# diy slatwall



## JustLikeJames (Feb 14, 2014)

I came across plans from Woodsmith Shop for a slatwall system. They just screw a bunch of french cleats to 3/4 plywood and then fasten the whole assembly to the wall. 
Here's my question. Why not attach the cleats directly to the wall. You would only have to buy half the amount of plywood this way. I think the whole point of diy "slatwall" is saving some money.

Thanks.


----------



## sepeck (Jul 15, 2012)

Well, consider that there might be situations where you want to reduce the number of screws in your wall?
Perhaps you don't have a level wall? 
Perhaps you have a stud wall?

You could paint it red and hang it in a bedroom or something.
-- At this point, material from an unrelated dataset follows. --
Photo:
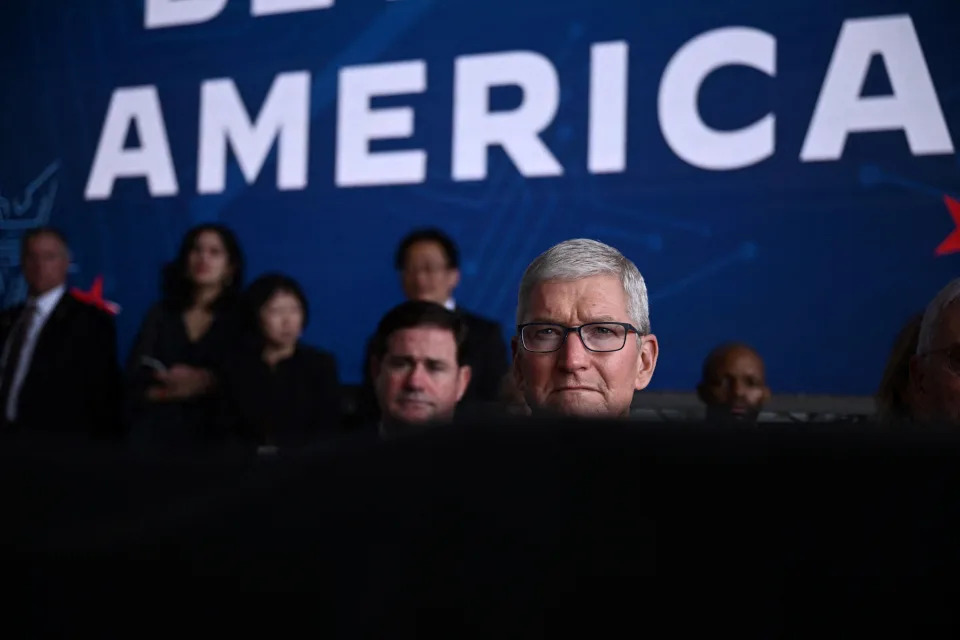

Mine are secured to one of the walls in my garage directly but I need to sheet rock the other wall before I can put something there.


----------



## JustLikeJames (Feb 14, 2014)

Thanks. I don't think my wife would allow them in the bedroom, lol, but I do like the idea of being able to relocate them (if I move) as assembled panels. My walls are drywalled already though and I could use the savings on other shop stuff. Decisions, decisions.

Thanks again.



> Well, consider that there might be situations where you want to reduce the number of screws in your wall?
> Perhaps you don t have a level wall?
> Perhaps you have a stud wall?
> 
> ...


----------